Urbis Think Tank
Australia avoided a crash and Victorian Industrial Market is now stabilising
Although Australian real estate markets weathered the GFC better than other developed nations, the Industrial market was one of the first and hardest hit. Yields pushed out to nearly 9% for prime assets and 10-11% for secondary grade assets as a result of significant decline in market activity and buyer sentiment during 2008 and early 2009
However, during the latter stages of 2009 we saw a larger number of transactions, mainly by private investors, showing that yields had stabilised and much of the ‘distressed sales’ that had been forecast failed to materialise.
Fast forwarding to 2011 and real estate markets have stabilised, but there is a definite shift back to the fundamentals of property and investment parameters.

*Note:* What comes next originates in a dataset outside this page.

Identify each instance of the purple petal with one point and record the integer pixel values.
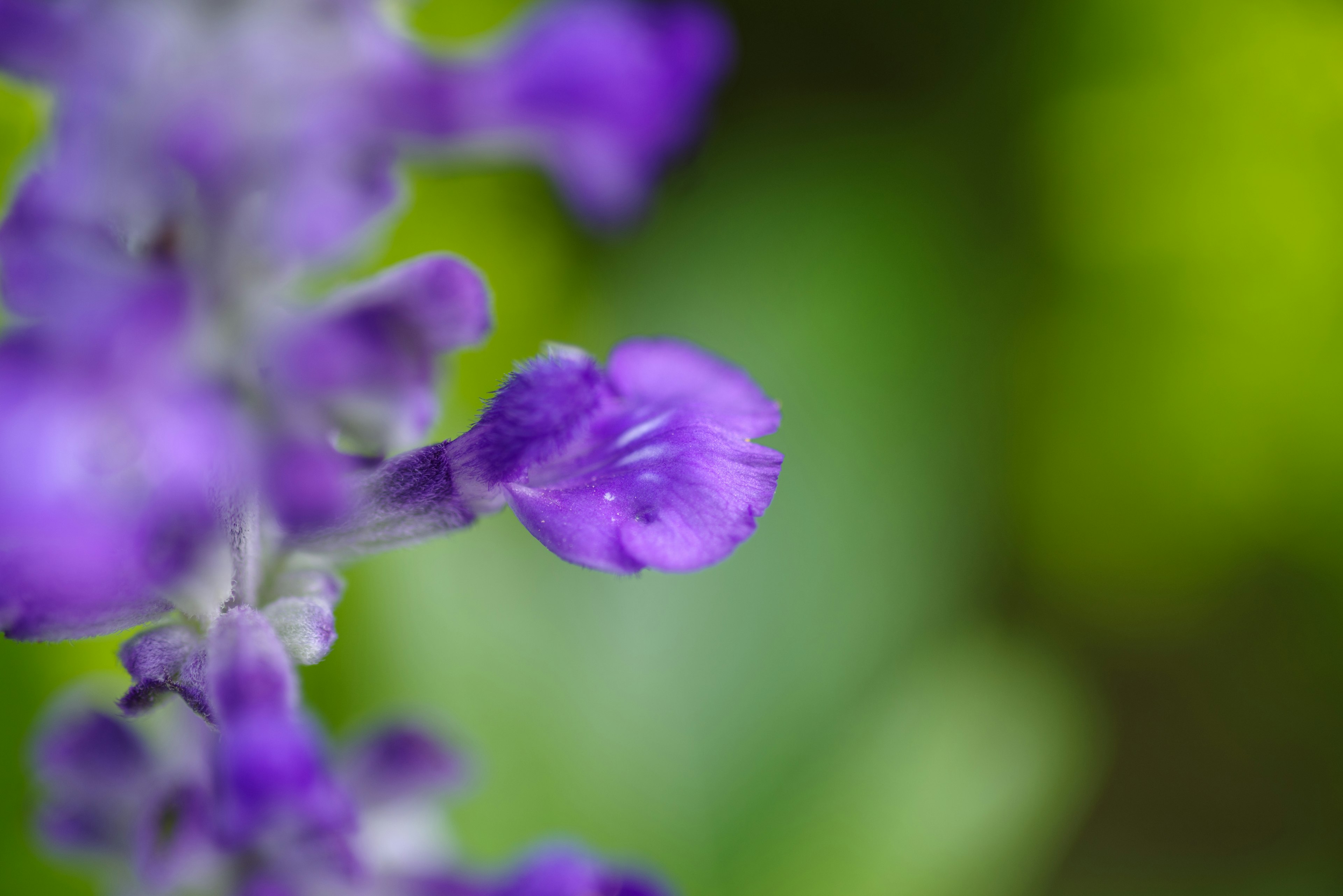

Recently, we reviewed an industrial property in Melbourne’s northern suburbs Industrial precinct, and identified some key insights:
- There is still a distinct absence of institutional buyers within the Industrial sector.
- A reduction in construction levels has reduced the threat of oversupply
- The reduction in construction is due to a number of circumstances including the lack of credit available to fund developments, lack of tenant demand, and projects being put ‘on hold’
- We are yet to see any significant change in debt markets despite increased optimism in property markets and in the wider economy.
- The lower price point over the past year has attracted private investors into the market and increased market activity.
- Yields for specialised and purpose-built facilities are still above 9.0% due to the inherent tenant vacancy risk and downtimes.
- The negative growth in rental and land values has subsided and we now expect them to stabilise.
One promising sign on the horizon is the increase in leasing activity, especially in Melbourne’s West, where businesses have benefitted from the early completion of the Deer Park Bypass that links the Western Ring Road and Western Freeway. This is a salient reminder of the importance of transport links to the success of industrial precincts, which applies to all of our cities.